I am looking at the solutions to homework 4, problem 4.8a in Stephen Boyds online course here: https://see.stanford.edu/Course/EE364A/78
The problem is about minimizing a linear objective:
$min \,\, c^Tx, \\subject \,\, to \,\,Ax=b$
And, in the solutions ( which can be found here https://see.stanford.edu/materials/lsocoee364a/hw3sol.pdf) for problem 4.8a, it says "and $c$ is orthogonal to the nullspace of $A$. We can decompose c as $c=A^T\lambda+\hat c, \,\, A\hat c=0.$"
So, from what I am seeing in that solution, I can deduce the following information:
- $\hat c$ is in the nullspace of A
- $A^T\lambda$ is in the rowspace of A
- we are adding $\hat c$ and $A^T\lambda$ to get vector $c$, which is apparently orthogonal to the nullspace of $A$.
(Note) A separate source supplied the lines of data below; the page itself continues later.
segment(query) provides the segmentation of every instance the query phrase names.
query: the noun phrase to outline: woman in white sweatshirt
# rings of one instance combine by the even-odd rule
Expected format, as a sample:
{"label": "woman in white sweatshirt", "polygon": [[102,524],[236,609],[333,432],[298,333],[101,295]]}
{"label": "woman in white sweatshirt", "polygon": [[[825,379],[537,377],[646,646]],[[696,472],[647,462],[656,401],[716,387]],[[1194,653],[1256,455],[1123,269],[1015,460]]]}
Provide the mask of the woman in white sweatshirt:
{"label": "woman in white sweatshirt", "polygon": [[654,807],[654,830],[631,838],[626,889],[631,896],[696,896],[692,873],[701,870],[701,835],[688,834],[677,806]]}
If $A$ is square, then this can work. But, if $A$ is not square, then I do not understand how adding a vector in the nullspace and a vector in the rowspace is possible. They are different dimensions, right?
Furthermore, if someone can help me understand how it is possible for $c$ to be orthogonal to the nullspace, and also be in the rowspace of A, that would be much appreciated.